The sun is setting. I put some water on to boil and I retreat to my tent and start writing a few notes in my journal. Many moths and bugs are attracted to the light from my flashlight-lantern and make flitting sounds as they land on my tent, wishing that they could get inside through the screen.
As I hear my water coming to a boil outside, I hear another noise. I look out, and it's a tiny mouse. I step out of the tent to check on my boiling water and he runs away. My water isn't boiling yet, but it's close, so I stay outside and sit in the sand waiting for it to be ready.
Looking out my tent at the "cul-de-sac," the sunset beyond the dunes is quite pleasing
The little mouse (or maybe it's a different one this time) runs up to me while I sit there silently. As soon as I make a movement, he runs away again. What an interesting game this is!
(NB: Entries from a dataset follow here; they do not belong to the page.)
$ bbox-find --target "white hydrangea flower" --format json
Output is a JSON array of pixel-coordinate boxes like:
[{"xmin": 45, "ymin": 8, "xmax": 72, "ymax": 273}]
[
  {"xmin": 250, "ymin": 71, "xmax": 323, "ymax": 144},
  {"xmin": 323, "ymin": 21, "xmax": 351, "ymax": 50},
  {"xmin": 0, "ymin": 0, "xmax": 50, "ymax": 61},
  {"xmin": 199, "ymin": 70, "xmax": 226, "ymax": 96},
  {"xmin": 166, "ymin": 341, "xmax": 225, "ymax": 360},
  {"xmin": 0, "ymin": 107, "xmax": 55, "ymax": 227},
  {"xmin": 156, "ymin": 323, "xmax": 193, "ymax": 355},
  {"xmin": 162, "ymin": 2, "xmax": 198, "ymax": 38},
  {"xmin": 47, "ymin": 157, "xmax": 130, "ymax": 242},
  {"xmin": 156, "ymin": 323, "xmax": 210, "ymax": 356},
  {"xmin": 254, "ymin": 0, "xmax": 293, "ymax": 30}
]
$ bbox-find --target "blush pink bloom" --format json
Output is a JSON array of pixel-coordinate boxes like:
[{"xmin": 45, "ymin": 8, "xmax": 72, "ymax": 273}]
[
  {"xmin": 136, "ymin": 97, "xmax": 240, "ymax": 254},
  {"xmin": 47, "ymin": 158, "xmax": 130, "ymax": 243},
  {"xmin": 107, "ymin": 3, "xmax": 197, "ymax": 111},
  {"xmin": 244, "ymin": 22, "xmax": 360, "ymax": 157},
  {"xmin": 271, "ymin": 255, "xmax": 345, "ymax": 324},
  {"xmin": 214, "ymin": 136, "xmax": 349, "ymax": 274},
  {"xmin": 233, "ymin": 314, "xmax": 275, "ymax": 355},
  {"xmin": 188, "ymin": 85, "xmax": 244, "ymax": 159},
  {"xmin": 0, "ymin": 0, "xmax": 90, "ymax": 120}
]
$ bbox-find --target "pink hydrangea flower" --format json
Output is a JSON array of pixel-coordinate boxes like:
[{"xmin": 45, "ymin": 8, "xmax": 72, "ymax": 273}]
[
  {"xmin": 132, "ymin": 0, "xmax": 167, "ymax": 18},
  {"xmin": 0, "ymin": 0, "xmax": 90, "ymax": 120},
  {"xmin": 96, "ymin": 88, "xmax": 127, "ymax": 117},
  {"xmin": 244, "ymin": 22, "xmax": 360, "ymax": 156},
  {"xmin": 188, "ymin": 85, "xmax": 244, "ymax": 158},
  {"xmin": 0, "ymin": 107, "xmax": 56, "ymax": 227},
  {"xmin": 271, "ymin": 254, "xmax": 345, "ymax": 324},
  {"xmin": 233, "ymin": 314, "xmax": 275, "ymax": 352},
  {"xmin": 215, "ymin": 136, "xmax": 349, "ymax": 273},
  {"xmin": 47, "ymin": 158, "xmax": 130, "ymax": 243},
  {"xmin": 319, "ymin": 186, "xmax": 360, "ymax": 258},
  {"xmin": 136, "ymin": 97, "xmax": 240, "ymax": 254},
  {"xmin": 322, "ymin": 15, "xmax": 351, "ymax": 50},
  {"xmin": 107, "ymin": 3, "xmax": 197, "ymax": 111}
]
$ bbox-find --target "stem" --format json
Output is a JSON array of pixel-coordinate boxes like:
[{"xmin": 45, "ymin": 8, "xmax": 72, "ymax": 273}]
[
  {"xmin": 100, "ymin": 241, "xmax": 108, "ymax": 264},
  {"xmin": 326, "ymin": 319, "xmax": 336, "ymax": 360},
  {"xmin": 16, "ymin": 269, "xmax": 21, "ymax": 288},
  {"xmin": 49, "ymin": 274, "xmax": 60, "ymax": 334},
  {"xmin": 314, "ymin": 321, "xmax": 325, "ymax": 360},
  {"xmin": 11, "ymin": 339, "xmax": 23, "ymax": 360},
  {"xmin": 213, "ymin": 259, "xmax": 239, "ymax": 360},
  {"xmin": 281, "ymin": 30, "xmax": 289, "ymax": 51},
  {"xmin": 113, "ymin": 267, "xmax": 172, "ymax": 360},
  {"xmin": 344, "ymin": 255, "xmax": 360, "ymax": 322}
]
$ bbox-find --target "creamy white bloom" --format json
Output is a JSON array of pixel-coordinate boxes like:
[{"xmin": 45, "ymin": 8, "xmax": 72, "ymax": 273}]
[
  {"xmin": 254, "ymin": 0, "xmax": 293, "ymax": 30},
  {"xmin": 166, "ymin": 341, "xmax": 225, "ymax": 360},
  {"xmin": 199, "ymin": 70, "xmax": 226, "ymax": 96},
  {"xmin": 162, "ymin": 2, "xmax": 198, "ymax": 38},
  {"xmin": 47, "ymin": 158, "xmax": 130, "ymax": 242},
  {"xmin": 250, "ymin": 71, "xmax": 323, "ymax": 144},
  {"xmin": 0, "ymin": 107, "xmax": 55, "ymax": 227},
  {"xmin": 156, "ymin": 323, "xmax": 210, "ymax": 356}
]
The mouse comes back yet again, but then takes off when I move to turn off the heat under my water, which is finally boiling. I add the boiling water to my meal-in-a-bag and bring the bag inside the tent to steep for 10 minutes, not wanting mice outside to decide that it's maybe worth tearing apart.
I wait patiently, and my meal-in-a-bag turns out to be absolutely delicious under these circumstances. More please. It's supposedly "mesquite chicken and rice," mostly rice.
For "dessert," I open one of the pouches of jerky that I bought at Alien Fresh Jerky in Baker yesterday. It's incredibly tasty at first, almost like beef tenderloin melting in my mouth, but then I get a piece that's so tough that I have a hard time chewing it.
My little one-burner "stove" boils water while I wait for the next little mouse to run up to the tent to check me out
I'm too tired to eat more. I write in my journal, but I don't manage to finish my notes for the day. I decide that this doesn't matter. I rode almost 50 miles today, which is more than I've ridden in ages, so I'm a bit achy too. I'll deal with that tomorrow when I wake up, I'm sure!
I sense some lights in the distance. I open the tent and stick my head outside, and I see the distant lights up in the sky. I'm not sure what the source is; I hope it's not a UFO. I keep thinking that it's a late car camper arriving down the road, but I don't see a car, nor do I hear one.
For now it's time to get some sleep. It should be easy here in the quiet.